Chromatin Mechanisms of Neuronal Fate Decisions

Fate specification and differentiation of Neural Stem Cells (NSCs) depend on the transcriptional silencing of alternative developmental programs. This process is determined by the cell type-specific regulation of transcriptional enhancers via chromatin modifications. However, how specific subsets of enhancers are silenced in NSCs and how this process controls neurogenesis and neuronal differentiation remain elusive. Here, we aim to discover the mechanisms of enhancer silencing by histone modifications and their role in neuronal fate decisions. It is known that the histone H3 lysine 9 (H3K9) methyltransferase PRDM16 is specifically expressed in NSCs of the mammalian cerebral cortex. PRDM16 regulates transcriptional enhancers and controls neurogenesis, neuronal fate specification, and migration in the developing mouse cortex. In this project, we combined a series of molecular, cellular, biochemical, and genomics approaches to elucidate the mechanism by which PRDM16 and its interacting partners regulate enhancers in the developing mouse cortex.

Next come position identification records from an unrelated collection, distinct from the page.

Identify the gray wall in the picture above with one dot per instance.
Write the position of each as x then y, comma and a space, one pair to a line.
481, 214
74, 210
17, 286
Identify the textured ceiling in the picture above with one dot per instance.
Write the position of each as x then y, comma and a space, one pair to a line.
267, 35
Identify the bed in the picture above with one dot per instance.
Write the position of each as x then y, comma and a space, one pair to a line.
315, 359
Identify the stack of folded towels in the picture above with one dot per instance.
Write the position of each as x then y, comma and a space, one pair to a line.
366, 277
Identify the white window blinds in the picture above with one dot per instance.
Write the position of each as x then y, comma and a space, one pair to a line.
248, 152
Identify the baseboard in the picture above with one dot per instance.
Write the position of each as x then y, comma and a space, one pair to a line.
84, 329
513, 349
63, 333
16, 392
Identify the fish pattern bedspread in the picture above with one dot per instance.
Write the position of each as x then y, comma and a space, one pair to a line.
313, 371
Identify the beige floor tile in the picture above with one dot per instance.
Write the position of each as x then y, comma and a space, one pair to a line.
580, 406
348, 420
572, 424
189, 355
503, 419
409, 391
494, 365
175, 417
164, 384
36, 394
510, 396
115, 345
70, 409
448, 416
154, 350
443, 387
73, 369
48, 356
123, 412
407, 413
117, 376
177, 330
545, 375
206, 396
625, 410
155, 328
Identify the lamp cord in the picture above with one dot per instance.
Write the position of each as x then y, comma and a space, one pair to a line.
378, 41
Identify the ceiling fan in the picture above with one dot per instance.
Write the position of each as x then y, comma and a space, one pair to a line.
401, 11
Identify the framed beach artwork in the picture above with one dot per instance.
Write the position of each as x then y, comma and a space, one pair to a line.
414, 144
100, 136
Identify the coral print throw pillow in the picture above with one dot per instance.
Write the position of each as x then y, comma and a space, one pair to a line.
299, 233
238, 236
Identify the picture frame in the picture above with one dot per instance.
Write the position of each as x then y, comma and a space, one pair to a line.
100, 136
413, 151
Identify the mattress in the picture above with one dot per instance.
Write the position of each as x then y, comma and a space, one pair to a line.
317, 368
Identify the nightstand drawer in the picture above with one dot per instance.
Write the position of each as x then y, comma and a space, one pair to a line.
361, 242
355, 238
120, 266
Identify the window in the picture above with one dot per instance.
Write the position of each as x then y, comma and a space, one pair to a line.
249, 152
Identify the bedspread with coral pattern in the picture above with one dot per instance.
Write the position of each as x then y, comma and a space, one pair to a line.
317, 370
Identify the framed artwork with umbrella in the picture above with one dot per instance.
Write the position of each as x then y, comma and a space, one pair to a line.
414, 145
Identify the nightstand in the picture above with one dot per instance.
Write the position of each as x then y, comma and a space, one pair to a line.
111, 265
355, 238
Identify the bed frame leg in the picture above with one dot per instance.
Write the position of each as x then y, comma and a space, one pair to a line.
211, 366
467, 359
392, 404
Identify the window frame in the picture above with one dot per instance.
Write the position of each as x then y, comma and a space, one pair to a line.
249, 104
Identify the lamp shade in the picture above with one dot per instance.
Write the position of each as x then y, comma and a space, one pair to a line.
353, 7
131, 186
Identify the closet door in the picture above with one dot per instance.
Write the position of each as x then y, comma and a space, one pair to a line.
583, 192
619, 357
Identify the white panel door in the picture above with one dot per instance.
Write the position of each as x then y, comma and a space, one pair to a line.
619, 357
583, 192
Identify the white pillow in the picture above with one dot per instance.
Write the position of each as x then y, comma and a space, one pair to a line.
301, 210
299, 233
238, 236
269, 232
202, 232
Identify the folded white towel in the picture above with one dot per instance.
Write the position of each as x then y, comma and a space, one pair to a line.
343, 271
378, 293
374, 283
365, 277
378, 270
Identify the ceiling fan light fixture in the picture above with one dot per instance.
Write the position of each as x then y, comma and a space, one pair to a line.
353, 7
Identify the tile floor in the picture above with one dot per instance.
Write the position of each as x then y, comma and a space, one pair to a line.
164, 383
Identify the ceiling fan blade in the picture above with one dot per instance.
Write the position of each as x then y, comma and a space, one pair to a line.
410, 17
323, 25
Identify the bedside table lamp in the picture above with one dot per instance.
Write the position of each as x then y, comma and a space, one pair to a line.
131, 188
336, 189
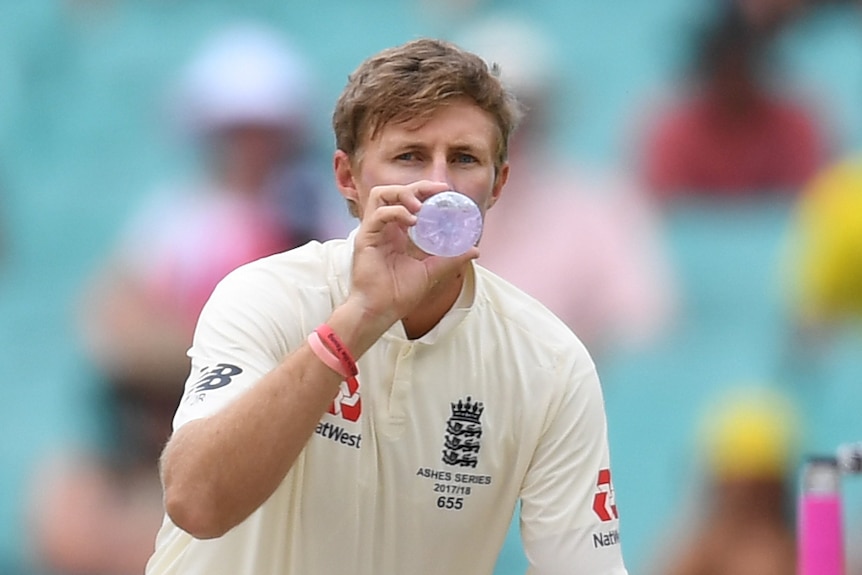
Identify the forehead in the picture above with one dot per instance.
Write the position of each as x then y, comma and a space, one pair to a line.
458, 124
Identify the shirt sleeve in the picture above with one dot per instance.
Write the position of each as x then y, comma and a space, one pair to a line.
569, 517
239, 338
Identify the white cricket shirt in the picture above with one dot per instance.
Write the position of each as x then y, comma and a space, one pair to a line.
419, 470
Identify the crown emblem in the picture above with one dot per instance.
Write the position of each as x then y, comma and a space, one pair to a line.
467, 410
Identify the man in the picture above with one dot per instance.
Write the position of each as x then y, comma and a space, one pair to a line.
469, 397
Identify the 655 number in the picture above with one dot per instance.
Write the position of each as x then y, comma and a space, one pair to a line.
455, 503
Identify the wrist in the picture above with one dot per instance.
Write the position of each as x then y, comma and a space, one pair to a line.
357, 326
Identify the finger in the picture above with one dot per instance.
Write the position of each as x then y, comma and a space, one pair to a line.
408, 195
439, 266
379, 218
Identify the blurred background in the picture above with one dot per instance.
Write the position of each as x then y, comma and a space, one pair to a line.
689, 174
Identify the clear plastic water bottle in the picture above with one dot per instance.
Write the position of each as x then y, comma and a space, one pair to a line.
449, 224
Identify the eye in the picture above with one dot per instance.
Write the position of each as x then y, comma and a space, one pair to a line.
464, 158
407, 156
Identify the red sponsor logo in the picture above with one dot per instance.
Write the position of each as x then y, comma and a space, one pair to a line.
347, 403
603, 502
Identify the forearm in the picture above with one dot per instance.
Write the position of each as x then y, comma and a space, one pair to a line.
218, 470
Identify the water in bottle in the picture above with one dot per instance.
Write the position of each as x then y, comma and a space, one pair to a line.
448, 224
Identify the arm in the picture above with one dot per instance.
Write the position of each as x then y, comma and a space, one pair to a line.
217, 470
569, 515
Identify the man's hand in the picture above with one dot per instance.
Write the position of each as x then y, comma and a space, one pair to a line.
390, 275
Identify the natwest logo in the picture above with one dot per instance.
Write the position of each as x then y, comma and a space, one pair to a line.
347, 403
604, 504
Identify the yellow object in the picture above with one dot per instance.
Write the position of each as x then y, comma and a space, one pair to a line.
751, 433
827, 248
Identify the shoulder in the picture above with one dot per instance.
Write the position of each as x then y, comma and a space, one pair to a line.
291, 284
524, 321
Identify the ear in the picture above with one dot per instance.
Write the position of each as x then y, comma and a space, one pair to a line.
499, 182
345, 177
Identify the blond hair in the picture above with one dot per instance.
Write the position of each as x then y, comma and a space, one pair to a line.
410, 82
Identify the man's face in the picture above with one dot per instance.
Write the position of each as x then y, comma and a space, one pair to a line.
456, 145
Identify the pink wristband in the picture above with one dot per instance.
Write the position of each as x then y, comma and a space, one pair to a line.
337, 348
324, 355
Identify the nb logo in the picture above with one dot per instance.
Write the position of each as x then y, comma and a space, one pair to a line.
216, 377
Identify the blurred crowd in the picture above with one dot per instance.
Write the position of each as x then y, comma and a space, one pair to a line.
732, 130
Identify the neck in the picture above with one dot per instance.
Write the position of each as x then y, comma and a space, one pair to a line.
436, 304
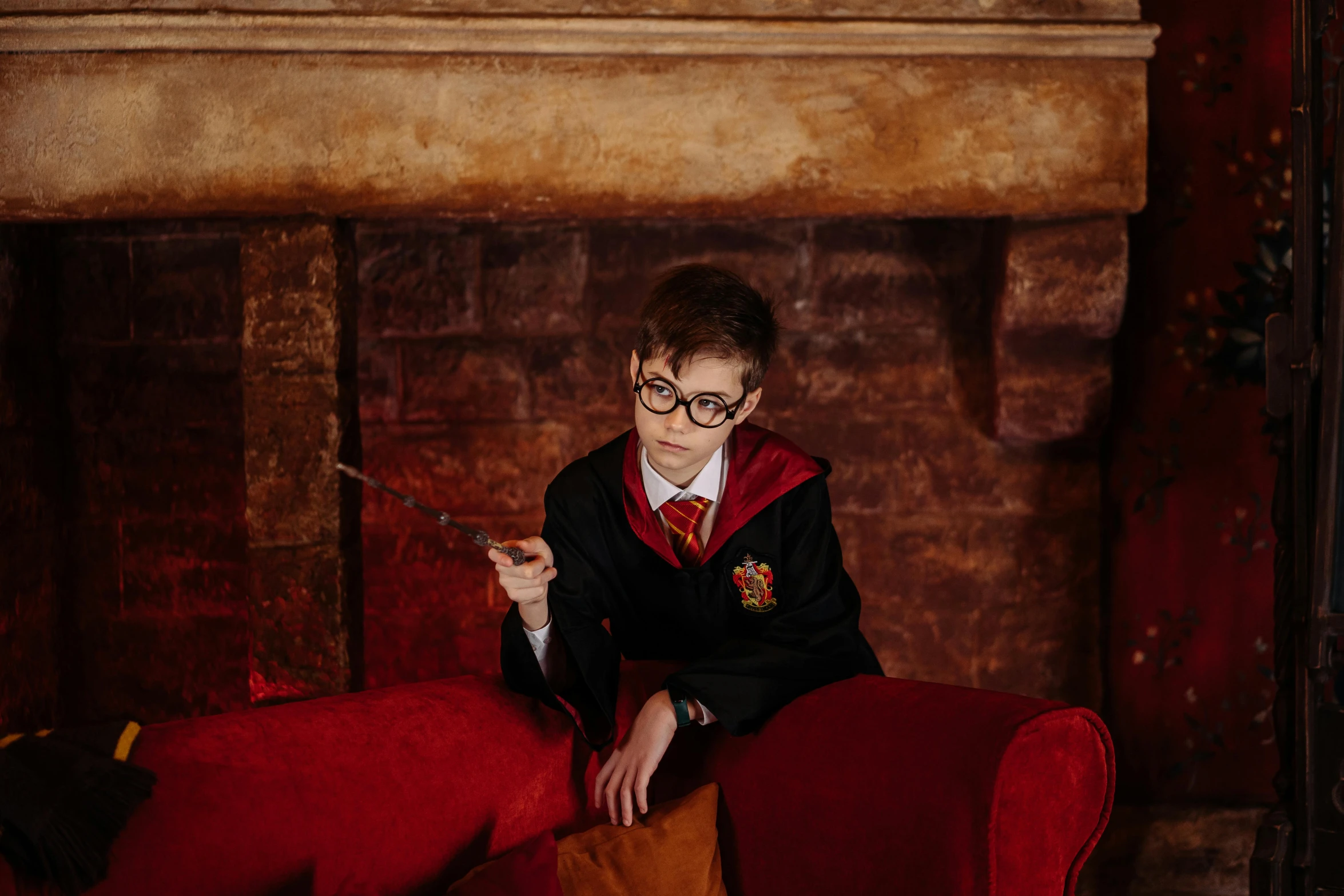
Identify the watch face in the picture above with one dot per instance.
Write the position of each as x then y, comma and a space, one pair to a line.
683, 715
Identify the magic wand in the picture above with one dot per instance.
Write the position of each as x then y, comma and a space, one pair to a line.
439, 516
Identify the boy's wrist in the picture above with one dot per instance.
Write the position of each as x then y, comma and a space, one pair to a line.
536, 614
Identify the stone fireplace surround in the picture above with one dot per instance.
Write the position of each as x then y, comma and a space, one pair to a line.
416, 236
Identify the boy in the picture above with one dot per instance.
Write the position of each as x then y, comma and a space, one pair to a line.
698, 536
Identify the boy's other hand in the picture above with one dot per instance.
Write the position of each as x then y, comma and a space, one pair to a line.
624, 781
527, 585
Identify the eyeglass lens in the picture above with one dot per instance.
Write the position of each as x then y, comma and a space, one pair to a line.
706, 409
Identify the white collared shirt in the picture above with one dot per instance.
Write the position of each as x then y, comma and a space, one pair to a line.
707, 484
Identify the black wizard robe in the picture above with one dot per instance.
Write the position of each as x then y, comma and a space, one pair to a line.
768, 616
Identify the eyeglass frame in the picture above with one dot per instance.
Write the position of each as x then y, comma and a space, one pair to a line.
679, 402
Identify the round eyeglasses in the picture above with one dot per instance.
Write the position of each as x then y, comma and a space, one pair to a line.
706, 409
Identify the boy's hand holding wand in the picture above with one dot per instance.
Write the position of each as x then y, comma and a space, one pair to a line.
624, 781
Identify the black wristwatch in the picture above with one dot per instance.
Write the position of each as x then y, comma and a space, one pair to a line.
683, 714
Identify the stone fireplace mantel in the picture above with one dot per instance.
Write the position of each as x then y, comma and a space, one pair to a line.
182, 113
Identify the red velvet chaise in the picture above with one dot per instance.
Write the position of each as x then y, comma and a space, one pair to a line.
867, 786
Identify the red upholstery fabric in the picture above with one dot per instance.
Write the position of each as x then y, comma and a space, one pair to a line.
531, 870
859, 787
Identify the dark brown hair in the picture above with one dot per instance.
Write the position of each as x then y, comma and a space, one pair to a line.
701, 309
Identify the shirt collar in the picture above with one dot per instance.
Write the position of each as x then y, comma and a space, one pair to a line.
705, 485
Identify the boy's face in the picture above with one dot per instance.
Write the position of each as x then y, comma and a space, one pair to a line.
678, 448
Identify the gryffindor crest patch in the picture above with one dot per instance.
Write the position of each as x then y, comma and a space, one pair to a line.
755, 583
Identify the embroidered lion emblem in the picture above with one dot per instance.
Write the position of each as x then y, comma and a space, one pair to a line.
755, 583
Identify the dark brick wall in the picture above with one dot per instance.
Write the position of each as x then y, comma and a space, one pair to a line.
494, 355
31, 492
490, 356
152, 323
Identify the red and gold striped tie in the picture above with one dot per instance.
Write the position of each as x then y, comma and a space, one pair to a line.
685, 520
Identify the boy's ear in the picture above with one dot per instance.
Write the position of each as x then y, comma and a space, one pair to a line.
749, 405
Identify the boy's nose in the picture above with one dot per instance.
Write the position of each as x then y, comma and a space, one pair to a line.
679, 420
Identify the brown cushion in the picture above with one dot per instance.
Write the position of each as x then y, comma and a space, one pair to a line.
674, 851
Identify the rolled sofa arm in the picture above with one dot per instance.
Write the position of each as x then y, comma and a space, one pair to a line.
881, 785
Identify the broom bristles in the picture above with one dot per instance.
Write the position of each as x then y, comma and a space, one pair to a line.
67, 843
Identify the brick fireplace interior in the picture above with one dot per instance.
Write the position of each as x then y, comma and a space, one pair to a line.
195, 328
490, 356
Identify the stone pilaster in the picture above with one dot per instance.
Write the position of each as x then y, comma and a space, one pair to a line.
1059, 305
300, 420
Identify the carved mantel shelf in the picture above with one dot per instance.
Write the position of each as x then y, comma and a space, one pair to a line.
1032, 110
567, 35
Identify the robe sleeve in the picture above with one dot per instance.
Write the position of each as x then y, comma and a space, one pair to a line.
812, 639
578, 604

神经干细胞（Neural Stem Cells, NSCs）的命运特化与分化，依赖于对替代性发育程序的转录沉默。该过程由细胞类型特异性的染色质修饰调控转录增强子所介导。然而，神经干细胞中特定亚群的增强子如何被沉默，以及该过程如何调控神经发生与神经元分化，目前仍尚不明确。本研究旨在揭示组蛋白修饰介导的增强子沉默机制，及其在神经元命运决定中的作用。已知组蛋白H3赖氨酸9（H3K9）甲基转移酶PRDM16在哺乳动物大脑皮层的神经干细胞中特异性表达。PRDM16可调控转录增强子，并在发育中小鼠大脑皮层中调控神经发生、神经元命运特化与细胞迁移。本项目结合一系列分子、细胞、生化及基因组学研究手段，旨在阐明PRDM16及其互作伙伴调控发育中小鼠大脑皮层内增强子的具体分子机制。